ConcurrentSync, RepositoryScanInterval, ScanInterval, and CheckInterval are times in minutes that Mirrorbits should be checking and synchronizing itself, but I've found these to be unreliable; I used a cron task to do these tasks manually instead.
Finally, Fallbacks provides a list of fallback mirrors. As mentioned above, the /master path provides the exact same content as /releases, only without being forwarded back to Mirrorbits and creating a loop. Without this fallback, if all mirrors are unavailable for any given file, either due to its newness or due to mirror failures, clients would not be able to download files at all. The fallback ensures there is still at least one source - the origin - that is not normally used, but can be just in case.
The next step was creating a SystemD service for Mirrorbits. The process requires some special options for reloads and stopping, so these are included here. Note also that I run Mirrorbits as www-data, the same user as NGiNX itself:
# /etc/systemd/system/mirorrbits.service
[Unit]
Description=Mirrorbits redirector
Documentation=https://github.com/etix/mirrorbits
After=network.target
[Service]
Type=notify
DynamicUser=yes
LogsDirectory=mirrorbits
RuntimeDirectory=mirrorbits
User=www-data
PIDFile=/run/mirrorbits/mirrorbits.pid
ExecStart=/usr/local/bin/mirrorbits daemon -p /run/mirrorbits/mirrorbits.pid -debug
ExecReload=/bin/kill -HUP $MAINPID
ExecStop=-/bin/kill -QUIT $MAINPID
TimeoutStopSec=5
KillMode=mixed
Restart=on-failure
[Install]
WantedBy=multi-user.target
Finally, I added some cron jobs to ensure that the TraceFileLocation is updated regularly, and that the mirror is scanned and refreshed regularly - the things that Mirrorbits itself didn't seem to be handling properly. The trace file is always updated 1 minute before the sync happens, while the mirror scan happens 1 minute after, to give the sync time to complete. The local repository is refreshed every minute to catch any new files as quickly as possible.
# /etc/cron.d/mirror-sync
11,26,41,56 * * * * root /usr/bin/date +\%s | /usr/bin/tee /srv/repository/mirror/mirrorsync &>/dev/null
13,28,42,58 * * * * root /usr/local/bin/mirrorbits scan -all
* * * * * root /usr/local/bin/mirrorbits refresh
Adding Mirrors to Mirrorbits
Once all the setup was completed and Mirrorbits running, I added the mirrors to the Mirrorbits system. This is a straightforward process using the Mirrorbits binary:
mirrorbits add -http https://fra1.mirror.jellyfin.org -rsync rsync://fra1.mirror.jellyfin.org/mirror fra1
mirrorbits scan --enable fra1
mirrorbits refresh
Once scanned, enabled, and refreshed, the mirror became active and and visible in the /mirrorstats output or on the CLI, ready to serve requests.

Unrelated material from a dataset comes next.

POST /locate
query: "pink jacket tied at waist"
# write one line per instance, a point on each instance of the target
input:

joshua@build1.jellyfin.org ~ $ mirrorbits list
Identifier STATE SINCE
fra1 up (Mon, 12 Apr 2021 07:15:29 UTC)
sgp1 up (Mon, 12 Apr 2021 06:51:03 UTC)
tor1 up (Sun, 11 Apr 2021 21:48:48 UTC)
sfo1 up (Sun, 11 Apr 2021 17:43:27 UTC)
GeoIP
One complication of using Mirrorbits is requiring a GeoIP database. It specifically requires the GeoLite2 mmdb format to operate correctly. Unfortunately, this is no longer something that is provided freely. You must obtain this yourself, or find an alternative; I would prefer to use a freely available database, but I have yet to be able to find one that works with Mirrorbits. If you know of one, please let me know!

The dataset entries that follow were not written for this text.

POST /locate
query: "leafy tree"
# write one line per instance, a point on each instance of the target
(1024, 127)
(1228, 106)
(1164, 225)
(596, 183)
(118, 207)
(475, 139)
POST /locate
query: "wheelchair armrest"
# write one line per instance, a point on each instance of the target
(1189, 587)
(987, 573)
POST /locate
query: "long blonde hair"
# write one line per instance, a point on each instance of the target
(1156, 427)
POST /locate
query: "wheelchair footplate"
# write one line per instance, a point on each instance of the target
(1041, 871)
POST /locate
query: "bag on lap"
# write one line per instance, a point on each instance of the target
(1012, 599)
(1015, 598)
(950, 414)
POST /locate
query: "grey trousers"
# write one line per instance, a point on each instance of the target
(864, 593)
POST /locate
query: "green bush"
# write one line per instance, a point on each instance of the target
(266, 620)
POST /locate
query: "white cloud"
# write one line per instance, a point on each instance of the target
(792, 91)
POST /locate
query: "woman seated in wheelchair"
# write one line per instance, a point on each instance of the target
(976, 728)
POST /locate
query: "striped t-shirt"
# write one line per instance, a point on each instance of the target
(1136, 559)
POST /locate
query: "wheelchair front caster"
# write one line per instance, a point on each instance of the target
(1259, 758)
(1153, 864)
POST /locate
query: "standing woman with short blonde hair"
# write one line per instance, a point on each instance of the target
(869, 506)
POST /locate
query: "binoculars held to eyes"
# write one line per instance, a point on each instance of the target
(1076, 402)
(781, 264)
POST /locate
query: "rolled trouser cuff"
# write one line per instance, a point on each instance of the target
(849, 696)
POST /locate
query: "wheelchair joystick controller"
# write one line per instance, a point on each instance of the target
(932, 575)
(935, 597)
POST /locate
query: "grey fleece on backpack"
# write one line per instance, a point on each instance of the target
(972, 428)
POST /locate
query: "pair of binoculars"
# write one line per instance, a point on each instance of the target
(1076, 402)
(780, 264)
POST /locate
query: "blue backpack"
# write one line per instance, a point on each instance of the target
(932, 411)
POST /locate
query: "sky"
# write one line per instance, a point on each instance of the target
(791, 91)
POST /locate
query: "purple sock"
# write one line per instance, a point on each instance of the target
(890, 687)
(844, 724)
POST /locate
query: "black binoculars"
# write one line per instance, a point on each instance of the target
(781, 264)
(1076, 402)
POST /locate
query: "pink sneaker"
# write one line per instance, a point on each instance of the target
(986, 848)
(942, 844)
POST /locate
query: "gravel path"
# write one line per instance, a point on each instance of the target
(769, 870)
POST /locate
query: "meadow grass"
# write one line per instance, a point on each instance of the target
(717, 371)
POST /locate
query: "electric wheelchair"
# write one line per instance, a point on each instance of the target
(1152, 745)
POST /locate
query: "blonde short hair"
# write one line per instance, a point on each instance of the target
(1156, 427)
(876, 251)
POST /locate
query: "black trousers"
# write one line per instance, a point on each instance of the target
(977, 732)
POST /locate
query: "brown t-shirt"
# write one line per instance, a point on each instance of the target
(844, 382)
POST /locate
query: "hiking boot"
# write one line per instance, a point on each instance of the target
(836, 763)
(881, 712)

This database is extracted to the GeoipDatabasePath location and is loaded by Mirrorbits at runtime, providing the GeoIP information it then uses to direct clients to the nearest mirror server.
Conclusion
All together, we hope this setup allows us to continue to scale our downloads for our users across the world. And I hope this post will help another admin of a small project who needs to distribute their downloads across many geo-diverse servers. Good luck!